大いなる宇宙の……石?
大いなる宇宙の意思により、樋伊谷真奈美は息を吹き返す!?
大いなる宇宙の……石?
「まったく、有機生物ごときに思考回路を侵されるとは情けない――」
立ち上がると、サラマンは草原をゆっくり歩き始めた。
「サラマン最近、冷たくなったブヨ。」
「いいや、あいつは昔からあんな奴さ。冷たくもなっていないさ」
ゴジュルヌはまた肉を食べ始めた。
気が付くと私は……、草原で風を頬に受けていた……。
一体ここがどこで、今まで何をしていたのかが……思いだせない。別に思いだそうとも思わなかった。
体の上でピョンピョン跳ねている青い石コロの様なものが、地球外生物だという事を確認すると、思い出さずにいるわけにはいかなかった――。
起き上がると、青い石……ローパジウムは肩に乗った。重さは殆ど感じない。紙風船のような軽さと温かさを感じる……。握り拳くらいの大きさのこの宇宙人も、赤色のハイパジウムと全く同じ大きさと形をしている。

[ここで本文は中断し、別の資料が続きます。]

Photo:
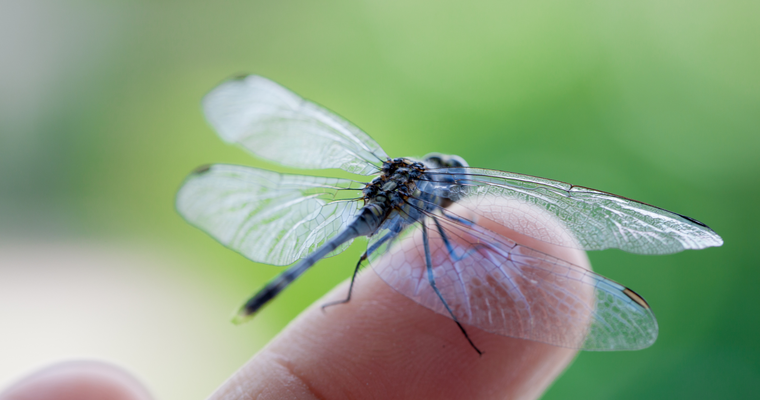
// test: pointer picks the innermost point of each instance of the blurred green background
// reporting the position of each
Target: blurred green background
(100, 122)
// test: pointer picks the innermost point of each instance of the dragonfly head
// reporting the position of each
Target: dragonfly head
(438, 160)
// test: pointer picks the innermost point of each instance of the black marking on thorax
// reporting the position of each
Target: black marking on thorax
(395, 183)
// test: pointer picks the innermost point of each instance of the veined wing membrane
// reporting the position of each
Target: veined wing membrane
(278, 125)
(599, 220)
(493, 283)
(268, 217)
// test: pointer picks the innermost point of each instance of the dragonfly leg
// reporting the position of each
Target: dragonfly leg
(431, 280)
(364, 256)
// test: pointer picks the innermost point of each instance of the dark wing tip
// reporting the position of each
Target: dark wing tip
(239, 76)
(202, 169)
(700, 223)
(635, 297)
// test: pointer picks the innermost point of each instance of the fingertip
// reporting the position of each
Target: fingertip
(76, 380)
(382, 344)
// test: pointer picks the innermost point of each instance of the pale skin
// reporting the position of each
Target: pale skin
(380, 345)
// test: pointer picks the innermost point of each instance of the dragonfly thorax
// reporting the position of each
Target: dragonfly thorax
(395, 183)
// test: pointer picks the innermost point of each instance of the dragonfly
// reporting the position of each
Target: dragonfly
(430, 217)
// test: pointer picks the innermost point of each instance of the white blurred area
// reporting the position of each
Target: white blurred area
(130, 305)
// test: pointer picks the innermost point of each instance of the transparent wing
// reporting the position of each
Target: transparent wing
(492, 283)
(599, 220)
(268, 217)
(278, 125)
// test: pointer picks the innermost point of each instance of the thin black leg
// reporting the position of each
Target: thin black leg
(364, 256)
(431, 280)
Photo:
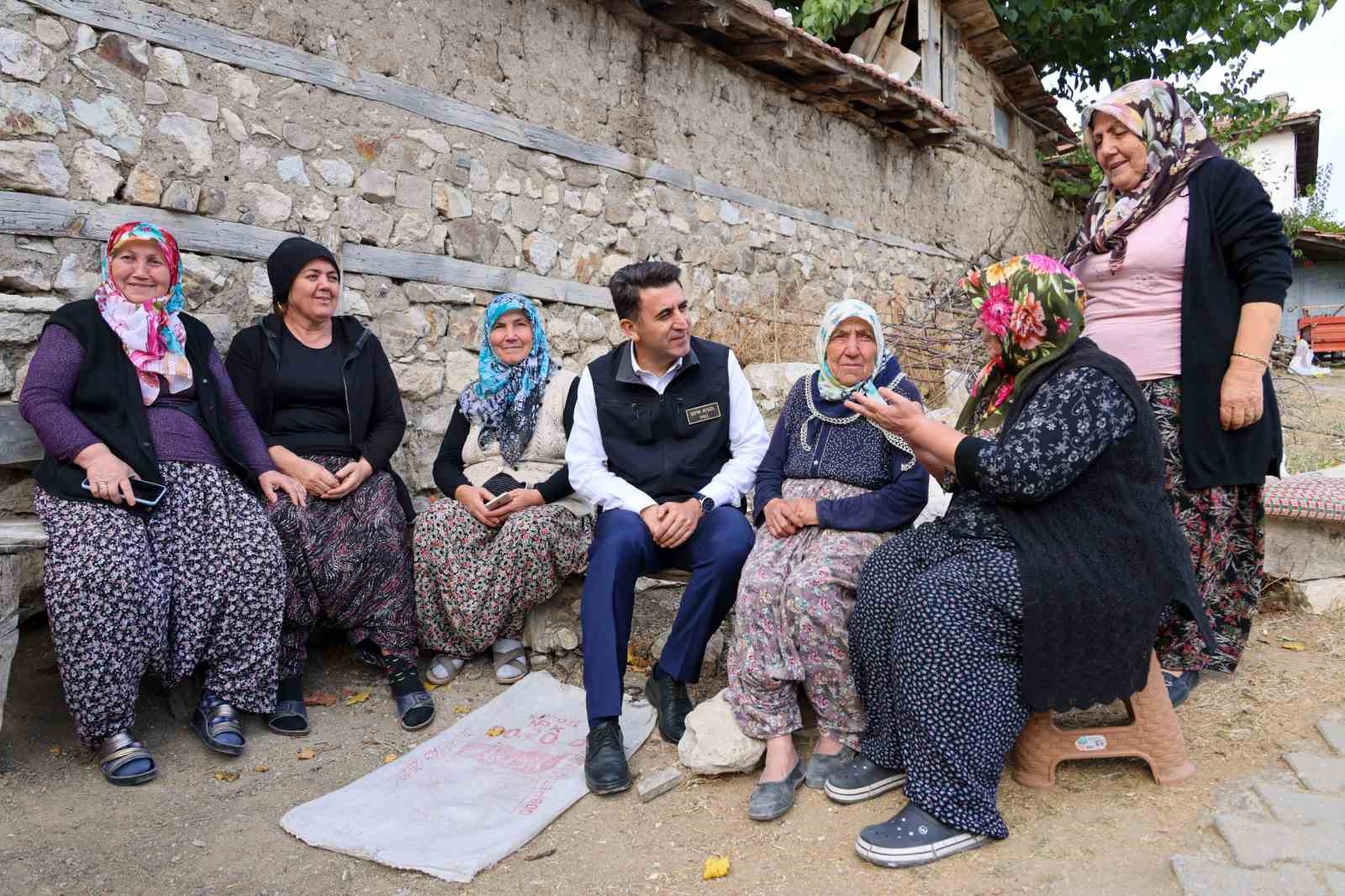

「……なんだ? 私が復元する前に、ローパジウムが生き返らせていたのか……」
その声に振り返ると、サラマンが歩み寄ってきていた。
イナリの姿が……見当たらない――。異次元で修理でもしているのだろうか……?
先程の記憶が少しずつ……蘇ってくる。……私の……怒りと共に……。
「うん。可哀想だから……」
顔の横でローパジウムが呟く……。可哀想って……なにが?
「やれやれ。大いなる宇宙の意思なら……仕方がないか」
そう言ったサラマンの横顔を、真奈美の本気のパンチが炸裂する――!。
「アンギョア~!」
情けない悲鳴と共に、一回転して一度宙に舞い、サラマンはその場に倒れた。
「サラマンのバカ! あんたのお陰で……ほんっ~とうに大変だったんだからー!」
宇宙制御戦艦の反乱――、小宇宙との小競り合い――、地球の危機――、私の危機――っていうか、私の私生活の歪み~!
――全部サラマンのせいだわ!
「私もイナリも――死にかけたんだからね!」
「いやいや、真奈美……。君は実際にさっきまで死んでたんだぞ。……お前はすでに死んでいた……だぞ! それをローバジウムが勝手に生き返らせたのだ。覚えてないのか……って、覚えてないよね……」
「なにを勝手な事ベラベラ喋ってるのよ! それより、私のイナリは何処? どうなったのよ。この星もあんたも無事なんだから、イナリだって無事のはずよね?」
周りを見渡す――。
空も見渡す――。
湖も見渡す――。
宇宙制御戦艦コスモロニーの大きな破片が大気圏外に浮かんでいるのだけが見える。
「オイナリサンは消滅させられてしまった。……サラマンに」
ゴジュルヌが歩いて近づいてくる。そしてサラマンの横に並んで立った。
「ゴジュルヌ! やっぱりあんたもサラマンとグルだったのね!」
「グル? いやいや、俺はサラマンほど物分かりが悪くはない。考えも違う」
イナリが消滅させられたなんて、信じないわ――。
「ここにイナリがいないって事は、異次元は復旧しているってことでしょ! だったら今頃、異次元修復に必死になってるはずよ! ……イナリは艦も異次元も……ボロボロにされちゃったんだから――!」
悲しみや怒り、そういった感情を出来るだけ抑え、平静さを保って問い掛ける。
「一体、なにがあったのよ! サラマン! 納得できるように説明しなさいっ!」
サラマンはまた面倒そうな顔を見せた……。